Tijdens het experiment:
We plukten de bewerkte bladeren, en een niet behandeld blad af. Het aluminiumfolie haalden we van het ingepakte blad af. We tekenden na het afplukken één van de bladeren na. Daarna haalden we de vaseline van de bladeren af, met een in ether gedrenkte prop watten. De bladeren doodden we door ze met een knijper gedurende 1 minuut in kokend water onder te dompelen. De bladkleurstoffen extraheerden door de bladeren onder te dompelen in alcohol en vervolgens in een waterbad te verwarmen tot 80°C. Dit deden we tot de bladeren volledig kleurloos waren. We spoelden de bladeren af met warm water om de alcohol te verwijderen. Daarna legden we de bladeren op een petrischaal en goten er JKJ-oplossing over.
Meetresultaten
| Bladeren | Zetmeelvorming |
1 | In folie ingepakt | Geen |
2 | Helemaal ingevet | Geen |
3 | Onderkant ingevet | Geen |
4 | Bovenkant ingevet | In mindere mate, maar wel zetmeelvorming |
5 | Onbewerkt | Normale zetmeelvorming |
Bij het blad dat drie dagen in folie verpakt heeft gezeten, heeft geen zetmeelvorming plaatsgevonden. Datzelfde geldt voor de bladeren die helemaal ingevet, en aan de onderkant ingevet waren. Bij het blad dat alleen aan de bovenkant ingevet was, was er een kleine hoeveelheid zetmeel aanwezig, maar niet zoveel als bij het onbewerkte blad.
Conclusie
- Blad 1 was afgesloten van licht, door middel van aluminiumfolie en er vond geen zetmeelvorming plaats, dus geen fotosynthese.

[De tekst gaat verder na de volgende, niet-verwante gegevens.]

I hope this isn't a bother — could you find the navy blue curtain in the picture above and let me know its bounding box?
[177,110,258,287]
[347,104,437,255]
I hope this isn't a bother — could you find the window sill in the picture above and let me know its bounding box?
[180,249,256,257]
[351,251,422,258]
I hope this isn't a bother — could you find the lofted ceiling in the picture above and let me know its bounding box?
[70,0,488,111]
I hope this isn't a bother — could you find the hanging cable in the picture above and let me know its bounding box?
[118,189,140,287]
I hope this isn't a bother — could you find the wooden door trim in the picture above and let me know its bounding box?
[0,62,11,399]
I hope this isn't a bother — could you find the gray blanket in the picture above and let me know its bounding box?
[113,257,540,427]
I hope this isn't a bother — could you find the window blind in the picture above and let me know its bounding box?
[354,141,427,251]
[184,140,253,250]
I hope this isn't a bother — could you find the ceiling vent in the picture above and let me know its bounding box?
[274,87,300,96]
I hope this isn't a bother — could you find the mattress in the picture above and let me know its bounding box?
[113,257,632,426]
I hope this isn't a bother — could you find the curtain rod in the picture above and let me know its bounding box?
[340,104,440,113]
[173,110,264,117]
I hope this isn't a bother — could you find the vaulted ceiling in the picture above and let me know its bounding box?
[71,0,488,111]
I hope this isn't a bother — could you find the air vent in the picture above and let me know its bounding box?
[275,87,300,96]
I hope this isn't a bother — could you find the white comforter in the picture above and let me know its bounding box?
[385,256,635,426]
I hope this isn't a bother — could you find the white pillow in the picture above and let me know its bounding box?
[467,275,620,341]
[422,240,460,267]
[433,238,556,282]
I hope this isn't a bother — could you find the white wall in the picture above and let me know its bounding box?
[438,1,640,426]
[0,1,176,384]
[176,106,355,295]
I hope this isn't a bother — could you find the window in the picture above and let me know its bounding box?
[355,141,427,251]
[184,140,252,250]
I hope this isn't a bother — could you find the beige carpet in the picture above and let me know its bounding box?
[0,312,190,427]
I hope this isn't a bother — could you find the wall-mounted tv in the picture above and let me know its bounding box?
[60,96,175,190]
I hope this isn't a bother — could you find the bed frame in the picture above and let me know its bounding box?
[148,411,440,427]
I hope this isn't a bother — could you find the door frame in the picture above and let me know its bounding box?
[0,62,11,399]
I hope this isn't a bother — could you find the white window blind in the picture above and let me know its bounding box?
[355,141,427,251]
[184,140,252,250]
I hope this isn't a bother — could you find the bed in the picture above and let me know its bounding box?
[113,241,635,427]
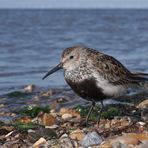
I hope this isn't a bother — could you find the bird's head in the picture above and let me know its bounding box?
[43,47,84,79]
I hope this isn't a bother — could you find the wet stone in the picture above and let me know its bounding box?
[80,132,103,147]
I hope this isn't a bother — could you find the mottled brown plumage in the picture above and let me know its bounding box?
[43,47,148,125]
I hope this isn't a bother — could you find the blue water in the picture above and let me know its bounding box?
[0,10,148,93]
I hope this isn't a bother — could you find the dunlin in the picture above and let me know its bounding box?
[43,47,148,124]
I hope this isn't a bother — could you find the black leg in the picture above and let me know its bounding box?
[97,101,104,126]
[86,101,95,125]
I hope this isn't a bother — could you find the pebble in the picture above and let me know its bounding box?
[62,113,72,120]
[137,99,148,109]
[41,113,56,126]
[59,137,73,148]
[45,124,59,129]
[69,129,85,141]
[33,137,46,148]
[80,132,103,147]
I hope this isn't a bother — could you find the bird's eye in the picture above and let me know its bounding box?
[69,56,74,59]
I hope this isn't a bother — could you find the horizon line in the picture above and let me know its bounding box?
[0,7,148,10]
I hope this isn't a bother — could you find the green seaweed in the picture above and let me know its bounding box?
[19,106,50,118]
[75,105,122,121]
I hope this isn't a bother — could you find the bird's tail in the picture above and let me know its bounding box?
[132,73,148,82]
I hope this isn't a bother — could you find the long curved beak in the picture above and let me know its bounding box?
[42,63,63,80]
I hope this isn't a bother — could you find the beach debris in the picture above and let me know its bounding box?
[80,132,103,147]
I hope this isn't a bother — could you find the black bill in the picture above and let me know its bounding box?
[42,63,63,80]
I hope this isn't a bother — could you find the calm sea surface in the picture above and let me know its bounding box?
[0,10,148,94]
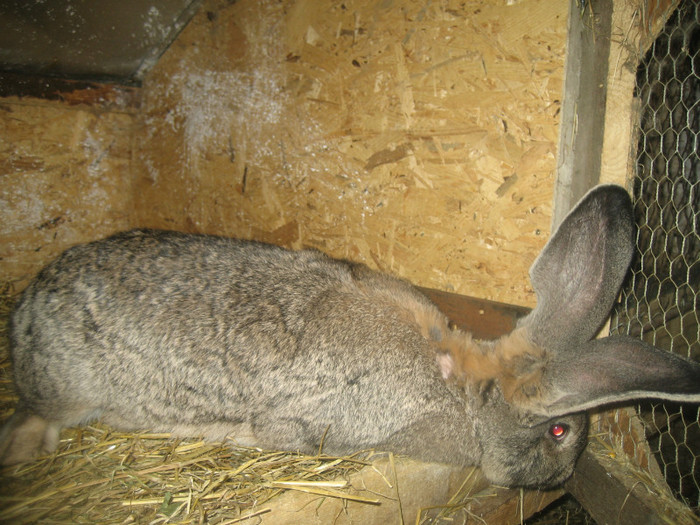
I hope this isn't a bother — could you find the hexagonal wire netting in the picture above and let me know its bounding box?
[611,0,700,513]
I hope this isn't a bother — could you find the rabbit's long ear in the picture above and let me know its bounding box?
[530,336,700,417]
[519,185,634,352]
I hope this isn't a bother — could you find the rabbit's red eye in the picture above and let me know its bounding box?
[549,423,569,440]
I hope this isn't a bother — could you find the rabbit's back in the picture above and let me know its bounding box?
[12,230,464,451]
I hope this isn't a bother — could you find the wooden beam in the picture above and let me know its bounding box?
[565,442,700,525]
[552,0,613,228]
[419,288,530,339]
[0,71,141,111]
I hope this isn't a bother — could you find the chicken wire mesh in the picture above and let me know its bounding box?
[611,0,700,514]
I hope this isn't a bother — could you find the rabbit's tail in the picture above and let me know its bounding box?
[0,407,61,465]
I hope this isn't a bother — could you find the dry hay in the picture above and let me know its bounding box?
[0,287,376,524]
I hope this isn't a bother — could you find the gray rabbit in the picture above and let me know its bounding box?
[0,186,700,487]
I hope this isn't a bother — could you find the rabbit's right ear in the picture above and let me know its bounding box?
[519,185,634,353]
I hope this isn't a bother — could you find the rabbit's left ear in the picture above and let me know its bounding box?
[519,185,634,352]
[526,336,700,418]
[518,185,700,417]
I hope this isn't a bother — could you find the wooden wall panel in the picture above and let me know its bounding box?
[0,97,134,290]
[134,0,568,305]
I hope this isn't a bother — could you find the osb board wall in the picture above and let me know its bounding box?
[600,0,679,187]
[0,97,134,290]
[134,0,568,305]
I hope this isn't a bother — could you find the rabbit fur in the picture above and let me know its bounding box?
[0,186,700,487]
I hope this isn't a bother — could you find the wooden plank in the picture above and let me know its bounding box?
[0,71,141,111]
[419,288,530,339]
[552,0,613,227]
[565,443,700,525]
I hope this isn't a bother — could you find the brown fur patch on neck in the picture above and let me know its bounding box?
[494,328,547,405]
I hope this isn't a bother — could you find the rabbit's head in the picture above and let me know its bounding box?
[439,185,700,487]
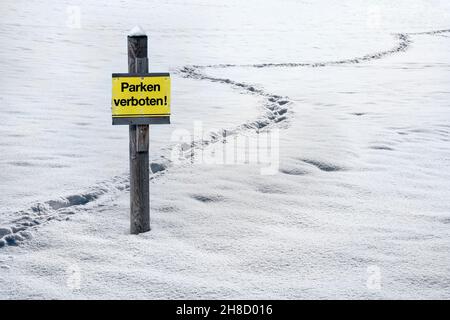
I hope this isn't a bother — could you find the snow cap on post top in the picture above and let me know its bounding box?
[128,25,147,37]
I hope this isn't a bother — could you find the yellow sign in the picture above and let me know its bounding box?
[111,73,170,124]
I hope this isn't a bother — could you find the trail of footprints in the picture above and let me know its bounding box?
[0,29,450,248]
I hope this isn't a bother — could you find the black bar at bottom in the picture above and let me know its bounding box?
[113,117,170,125]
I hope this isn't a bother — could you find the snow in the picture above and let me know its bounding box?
[0,0,450,299]
[128,26,147,37]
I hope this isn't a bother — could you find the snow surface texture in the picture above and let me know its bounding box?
[0,0,450,298]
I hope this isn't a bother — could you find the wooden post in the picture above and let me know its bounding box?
[128,35,150,234]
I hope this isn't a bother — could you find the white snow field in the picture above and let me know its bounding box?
[0,0,450,299]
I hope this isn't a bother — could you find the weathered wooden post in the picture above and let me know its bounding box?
[127,34,150,234]
[111,28,170,234]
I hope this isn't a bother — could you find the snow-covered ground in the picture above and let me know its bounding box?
[0,0,450,299]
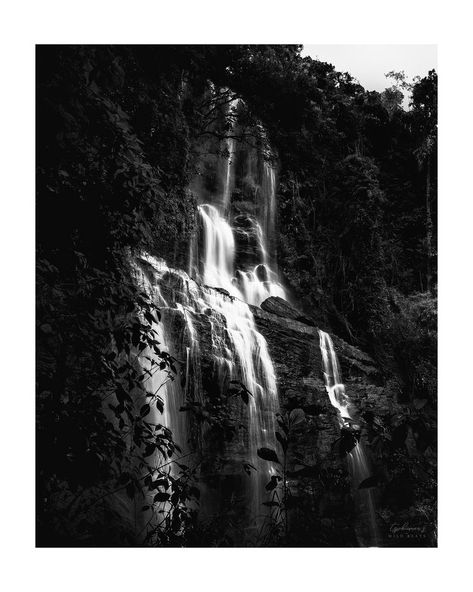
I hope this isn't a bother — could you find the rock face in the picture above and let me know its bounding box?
[134,267,402,546]
[261,296,315,327]
[252,298,390,546]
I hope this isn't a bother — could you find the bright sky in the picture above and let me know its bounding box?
[302,45,437,97]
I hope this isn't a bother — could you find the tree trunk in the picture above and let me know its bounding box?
[425,155,433,292]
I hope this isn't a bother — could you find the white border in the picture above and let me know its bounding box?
[0,0,473,592]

- Blad 2 was helemaal afgesloten van CO2, door middel van invetting, en er vond geen fotosynthese plaats.
- Bij blad 3 was alleen de onderkant van het blad ingevet, dus afgesloten van CO2. De bovenkant kon wel in contact komen met CO2. Ook kon er in mindere mate licht worden opgenomen. Er vond geen fotosynthese plaats bij dit blad.
- Bij blad 4 was de bovenkant ingevet. Hierdoor was CO2 opname mogelijk voor bij de onderkant van het blad. Ook kon er, weliswaar in mindere mate, licht worden opgenomen. In dit blad heeft er wel fotosynthese plaatsgevonden.
- Bij blad 5 was het blad geen enkele belemmering opgelegd, dus hier kon het blad in contact komen met CO2 en licht. Hier vond fotosynthese plaats.
Door blad 3 en 4 kunnen we concluderen dat CO2-opname alleen plaatsvindt in de onderkant van een blad. Ook weten we nu zeker, dat fotosynthese alleen kan plaatsvinden met CO2 in combinatie met licht.